Eric Kay, a media relations employee for the Angels, told federal investigators he provided oxycodone to Tyler Skaggs, according to an ESPN report.
Kay reportedly said two Angels officials — later identified as Tim Mead, the team’s former vice president of communications, and traveling secretary Tom Taylor — were told about Skaggs’ drug use long before his death.
Mead and Taylor both denied those claims Saturday, and team president John Carpino issued a statement that said, “We have never heard that any employee was providing illegal narcotics to any player, or that any player was seeking illegal narcotics.”
Kay gave federal agents the names of five other players who he believed used opiates while they were Angels. Asked Sunday whether they were current or former players, Molfetta said, “It’s a combination.”
Molfetta was retained by Kay almost two months ago out of a concern that Kay might be made a “scapegoat” in the investigation into Skaggs’ death.
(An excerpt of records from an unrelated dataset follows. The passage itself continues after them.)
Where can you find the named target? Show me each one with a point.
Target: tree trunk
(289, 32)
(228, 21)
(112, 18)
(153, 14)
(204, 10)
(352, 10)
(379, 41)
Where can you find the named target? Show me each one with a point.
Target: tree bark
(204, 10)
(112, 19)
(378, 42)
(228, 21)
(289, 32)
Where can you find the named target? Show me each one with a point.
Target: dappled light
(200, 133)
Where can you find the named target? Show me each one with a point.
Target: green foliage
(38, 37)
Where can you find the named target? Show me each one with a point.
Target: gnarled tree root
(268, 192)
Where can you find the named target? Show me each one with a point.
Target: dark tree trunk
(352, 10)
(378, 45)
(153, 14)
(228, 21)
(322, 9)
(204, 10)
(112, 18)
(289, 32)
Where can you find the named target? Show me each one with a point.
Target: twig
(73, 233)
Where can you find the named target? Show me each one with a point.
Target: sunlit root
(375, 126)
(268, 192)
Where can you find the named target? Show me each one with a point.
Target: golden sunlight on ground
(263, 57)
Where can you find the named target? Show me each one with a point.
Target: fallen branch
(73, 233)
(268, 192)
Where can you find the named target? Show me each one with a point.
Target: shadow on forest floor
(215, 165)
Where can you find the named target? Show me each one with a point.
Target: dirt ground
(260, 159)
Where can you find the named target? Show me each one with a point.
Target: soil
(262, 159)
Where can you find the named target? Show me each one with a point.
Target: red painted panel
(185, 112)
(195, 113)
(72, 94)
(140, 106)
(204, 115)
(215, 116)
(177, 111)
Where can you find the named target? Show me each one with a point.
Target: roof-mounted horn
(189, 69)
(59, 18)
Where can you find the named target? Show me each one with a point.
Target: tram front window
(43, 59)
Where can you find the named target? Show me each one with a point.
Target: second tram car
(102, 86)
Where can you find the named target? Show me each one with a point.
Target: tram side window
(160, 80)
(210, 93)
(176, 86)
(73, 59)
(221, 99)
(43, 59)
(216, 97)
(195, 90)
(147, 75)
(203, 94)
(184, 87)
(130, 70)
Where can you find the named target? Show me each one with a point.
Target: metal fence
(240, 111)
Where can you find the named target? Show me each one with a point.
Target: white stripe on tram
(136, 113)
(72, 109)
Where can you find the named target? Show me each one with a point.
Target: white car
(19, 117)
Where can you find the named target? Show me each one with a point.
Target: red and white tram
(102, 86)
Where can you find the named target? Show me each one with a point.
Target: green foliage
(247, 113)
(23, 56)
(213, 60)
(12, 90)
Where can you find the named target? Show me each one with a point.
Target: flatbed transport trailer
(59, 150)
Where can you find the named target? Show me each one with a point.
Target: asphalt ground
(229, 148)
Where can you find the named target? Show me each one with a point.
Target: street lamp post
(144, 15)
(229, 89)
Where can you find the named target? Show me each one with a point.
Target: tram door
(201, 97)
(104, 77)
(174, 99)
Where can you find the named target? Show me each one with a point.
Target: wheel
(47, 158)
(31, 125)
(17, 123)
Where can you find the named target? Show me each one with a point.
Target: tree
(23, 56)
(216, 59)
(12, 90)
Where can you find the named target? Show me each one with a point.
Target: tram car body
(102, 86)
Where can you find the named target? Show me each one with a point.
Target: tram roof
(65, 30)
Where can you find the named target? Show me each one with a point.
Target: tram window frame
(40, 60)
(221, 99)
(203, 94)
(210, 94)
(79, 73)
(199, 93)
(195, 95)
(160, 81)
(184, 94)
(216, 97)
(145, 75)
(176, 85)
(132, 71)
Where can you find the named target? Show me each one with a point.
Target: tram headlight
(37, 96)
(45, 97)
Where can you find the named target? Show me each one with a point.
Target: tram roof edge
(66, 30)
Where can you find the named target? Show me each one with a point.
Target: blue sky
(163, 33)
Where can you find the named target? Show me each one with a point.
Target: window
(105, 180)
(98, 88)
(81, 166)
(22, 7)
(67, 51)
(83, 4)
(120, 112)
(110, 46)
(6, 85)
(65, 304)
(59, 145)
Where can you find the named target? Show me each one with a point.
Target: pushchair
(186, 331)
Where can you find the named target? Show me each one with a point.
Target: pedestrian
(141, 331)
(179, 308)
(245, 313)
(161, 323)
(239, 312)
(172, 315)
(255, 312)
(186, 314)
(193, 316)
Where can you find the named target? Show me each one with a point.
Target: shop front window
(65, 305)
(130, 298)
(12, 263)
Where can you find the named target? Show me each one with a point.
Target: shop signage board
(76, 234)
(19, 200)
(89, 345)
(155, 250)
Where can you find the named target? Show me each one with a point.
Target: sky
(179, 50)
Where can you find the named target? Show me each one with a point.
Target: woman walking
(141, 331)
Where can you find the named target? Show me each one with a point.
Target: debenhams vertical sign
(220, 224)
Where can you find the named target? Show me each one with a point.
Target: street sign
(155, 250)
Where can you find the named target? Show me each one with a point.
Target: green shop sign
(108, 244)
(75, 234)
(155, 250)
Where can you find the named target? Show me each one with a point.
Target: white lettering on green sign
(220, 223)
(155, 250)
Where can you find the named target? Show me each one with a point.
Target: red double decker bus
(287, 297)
Agents learned about the oxycodone transactions between Kay and Skaggs after reviewing text messages between the two, ESPN reported, citing sources. Kay’s wife, Camela, and his mother, Sandy, told ESPN’s “Outside the Lines” program that a series of Venmo transactions ranging from $150 to $600 between Skaggs and Kay were for drugs.
According to ESPN, Kay told investigators that he illegally obtained six oxycodone pills and gave three to Skaggs several days before the team left California for Texas. Skaggs texted Kay the day the team left seeking more oxycodone, a request Kay told investigators he was unable to fulfill.
“Legally speaking, you look at the Texas investigation, and anything my client did took place in California,” Molfetta said. “You look at the California investigation, and morally, professionally in terms of their obligations to Major League Baseball, maybe the Angels did something wrong.
“But I don’t see how legally they did anything wrong from a criminal perspective. Civil liability is a different animal altogether.”
Attorneys have said that tens of millions of dollars could be at stake in a potential wrongful-death lawsuit if attorneys can prove a party besides Skaggs might be at least partially responsible for his death. Skaggs was under contract for $3.7 million in 2019 and would have had one more year of arbitration before becoming a free agent in 2021. He was 7-7 with a 4.29 ERA in 15 starts in 2019 and had a career record of 28-38 with a 4.41 ERA in 96 starts.
MLB and the players’ union are expected to discuss whether to expand the major league drug testing program to include random screenings for opioids.
“A guy gives someone pills two days before a trip, proving that person was a heavy user … it doesn’t defy credulity to think those pills were gone long before that plane left Orange County,” Molfetta said. “And those pills weren’t enough to get Tyler into the state he was in. Was it contributing? I don’t know. But was it the cause? I don’t think you can say that.”
Molfetta said Kay, 45, was approached by federal authorities in mid-September and that Kay volunteered to cooperate. Kay was not subpoenaed. Molfetta said he has not been told whether Kay is a subject, witness or target of the investigation. Typically, the federal government is more likely to prosecute drug dealers than users.
“Watching and reading the sordid details of my own weaknesses unfold on the national stage has been nothing short of horrible,” Kay said in his statement. “However, I am aware and respectful of the fact that my pain is entirely insignificant compared to the pain that the Skaggs’ family is feeling and will continue to feel for the rest of their lives.
“I made the decision to cooperate with law enforcement because I felt that it was the right thing to do. That is all I can do from this point on. If it comes with public shame and derision, I accept that.”